On September 29 of this year, many residents living along the East Coast of the United States and throughout the Caribbean were preparing for the potential impact of Hurricane Joaquin.  In Jacksonville, Florida, final preparations were being made for the departure of a 737-foot cargo ship, El Faro, bound for San Juan, Puerto Rico.  The 40 year-old cargo ship departed Jacksonville and steamed south on a collision course with the intensifying hurricane.   Aboard it were 33 people, including 28 American crew members. Conditions were reported to be seas of 30 feet with sustained winds of 74 miles per hour increasing to 121 miles per hour near the eye wall of Hurricane Joaquin when El Faro approached.  At 7 a.m., the captain of El Faro reported a maritime emergency detailing a breach in the hull and that the vessel was taking on water.  This was the last verbal communication from anyone aboard the ill-fated ship. The last communication was an electronic distress signal which placed the location of the vessel around 20 miles from the edge of the eye of the hurricane.  The ensuing search and location of both a debris field and a victim’s body confirmed what everyone feared: the El Faro was lost as were all aboard her.

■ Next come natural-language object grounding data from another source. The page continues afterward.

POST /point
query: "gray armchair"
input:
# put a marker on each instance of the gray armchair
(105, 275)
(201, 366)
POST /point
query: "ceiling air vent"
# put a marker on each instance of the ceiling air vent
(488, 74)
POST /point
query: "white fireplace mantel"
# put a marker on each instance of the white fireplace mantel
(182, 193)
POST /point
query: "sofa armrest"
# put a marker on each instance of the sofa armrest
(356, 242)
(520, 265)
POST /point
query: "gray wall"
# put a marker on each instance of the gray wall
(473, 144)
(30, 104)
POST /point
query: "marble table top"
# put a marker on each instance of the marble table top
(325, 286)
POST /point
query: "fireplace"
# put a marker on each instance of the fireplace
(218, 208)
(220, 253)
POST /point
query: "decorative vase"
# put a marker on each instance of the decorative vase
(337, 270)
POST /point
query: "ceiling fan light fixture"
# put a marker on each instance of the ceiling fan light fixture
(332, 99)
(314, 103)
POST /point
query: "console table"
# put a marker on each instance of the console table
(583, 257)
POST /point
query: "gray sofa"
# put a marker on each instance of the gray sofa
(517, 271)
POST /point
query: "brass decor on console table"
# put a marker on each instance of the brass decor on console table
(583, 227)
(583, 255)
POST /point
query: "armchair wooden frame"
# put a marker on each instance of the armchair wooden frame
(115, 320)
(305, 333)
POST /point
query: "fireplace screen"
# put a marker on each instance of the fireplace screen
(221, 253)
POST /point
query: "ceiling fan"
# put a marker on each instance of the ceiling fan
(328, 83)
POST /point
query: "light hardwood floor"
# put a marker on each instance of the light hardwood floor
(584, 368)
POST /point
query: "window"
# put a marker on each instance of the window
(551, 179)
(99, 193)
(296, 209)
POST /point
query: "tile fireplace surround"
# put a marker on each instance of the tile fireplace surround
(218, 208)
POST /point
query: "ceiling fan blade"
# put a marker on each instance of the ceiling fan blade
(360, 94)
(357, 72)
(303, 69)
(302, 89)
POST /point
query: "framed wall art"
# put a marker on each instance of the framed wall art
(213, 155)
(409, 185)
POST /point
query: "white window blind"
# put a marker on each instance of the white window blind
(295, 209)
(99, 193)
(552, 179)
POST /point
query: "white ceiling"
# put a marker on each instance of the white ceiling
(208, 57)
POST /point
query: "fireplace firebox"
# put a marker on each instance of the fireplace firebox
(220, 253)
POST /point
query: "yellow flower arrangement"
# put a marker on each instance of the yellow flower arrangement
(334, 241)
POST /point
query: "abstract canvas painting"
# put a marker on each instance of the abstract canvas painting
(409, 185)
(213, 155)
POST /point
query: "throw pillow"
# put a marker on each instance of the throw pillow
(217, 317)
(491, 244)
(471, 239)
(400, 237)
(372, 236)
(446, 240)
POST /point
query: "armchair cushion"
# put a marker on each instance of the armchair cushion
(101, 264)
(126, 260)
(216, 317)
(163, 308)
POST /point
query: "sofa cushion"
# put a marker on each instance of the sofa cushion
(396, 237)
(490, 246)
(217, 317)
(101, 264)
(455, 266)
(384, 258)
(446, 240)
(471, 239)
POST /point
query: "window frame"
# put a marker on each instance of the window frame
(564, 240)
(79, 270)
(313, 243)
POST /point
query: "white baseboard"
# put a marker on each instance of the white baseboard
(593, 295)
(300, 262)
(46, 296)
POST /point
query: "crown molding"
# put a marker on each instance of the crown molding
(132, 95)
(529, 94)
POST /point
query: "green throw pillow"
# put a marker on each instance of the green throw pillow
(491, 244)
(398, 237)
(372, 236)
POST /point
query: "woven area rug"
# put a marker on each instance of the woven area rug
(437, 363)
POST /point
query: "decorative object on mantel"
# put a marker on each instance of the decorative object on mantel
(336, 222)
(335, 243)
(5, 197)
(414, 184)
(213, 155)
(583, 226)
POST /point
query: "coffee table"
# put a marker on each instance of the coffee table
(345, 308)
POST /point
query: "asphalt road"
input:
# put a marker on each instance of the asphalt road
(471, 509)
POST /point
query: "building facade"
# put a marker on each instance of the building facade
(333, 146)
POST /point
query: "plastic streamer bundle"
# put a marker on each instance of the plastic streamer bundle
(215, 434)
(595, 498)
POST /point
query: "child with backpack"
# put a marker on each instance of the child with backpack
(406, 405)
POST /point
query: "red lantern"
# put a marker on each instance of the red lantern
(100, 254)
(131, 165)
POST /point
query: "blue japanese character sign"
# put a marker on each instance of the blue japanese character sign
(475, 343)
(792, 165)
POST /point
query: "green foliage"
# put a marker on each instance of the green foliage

Over the weekend, the United States Navy, utilizing a remotely controlled submersible operating almost three miles below the surface of the water, found what they suspected to be wreckage of El Faro on the ocean floor.  On Sunday, the families of the vessel’s crew waited for news on the positive identification of the El Faro wreckage and perhaps hoping for some insight into their loved ones’ fates.  What they likely did not know, however, is that lawyers for the corporation that owned El Faro, TOTE Maritime, sued in federal court seeking a judicial determination it is not legally responsible for the deaths of those aboard and presumed lost.  The defendants in the lawsuit filed by TOTE Maritime include the grieving family members of those lost at sea.

TOTE Maritime’s filing seeks two forms of relief.  First, TOTE argues that it, as the vessel owner, did everything it was supposed to do in making sure the vessel was seaworthy and well-equipped for its journey.  TOTE’S allegations in this regard seem contradicted by statements made by at least one former crew member describing the vessel as a “rust bucket” and the preliminary findings of the NTSB that documented the need for service to one of the vessel’s two boilers.  TOTE further argues that as a result, it cannot be held financially responsible for the captain’s decisions once the ship left port.

If TOTE is subsequently found to have some responsibility for this tragedy, it is also seeking the protection of an archaic law from 1851 known as the Limitation of Liability Act whereby the damages that can be awarded the family members of the El Faro crew are significantly reduced.   TOTE is seeking to limit its financial responsibility to the value of El Faro and her freight as of the end of the voyage plus $420 per gross registered ton of pending freight death claims fund.  TOTE’s filing admits the value of the vessel is zero as it was lost at sea.  TOTE argues that the gross registered ton and pending freight calculations result in a limitation of its financial responsibility , if any, of slightly more than $15,309,003.50 for the death of 33 people, a figure it itself acknowledges is “substantially less” than the losses that will be claimed.

TOTE’S filing on Friday has been widely panned as insensitive to the mourning family members who have not yet had a chance to see if their loved ones’ remains can be found and returned for burial.  If TOTE were going to try to deflect blame away from itself, at least it could have waited until the wreckage was identified.  There will be plenty of time for finger pointing later.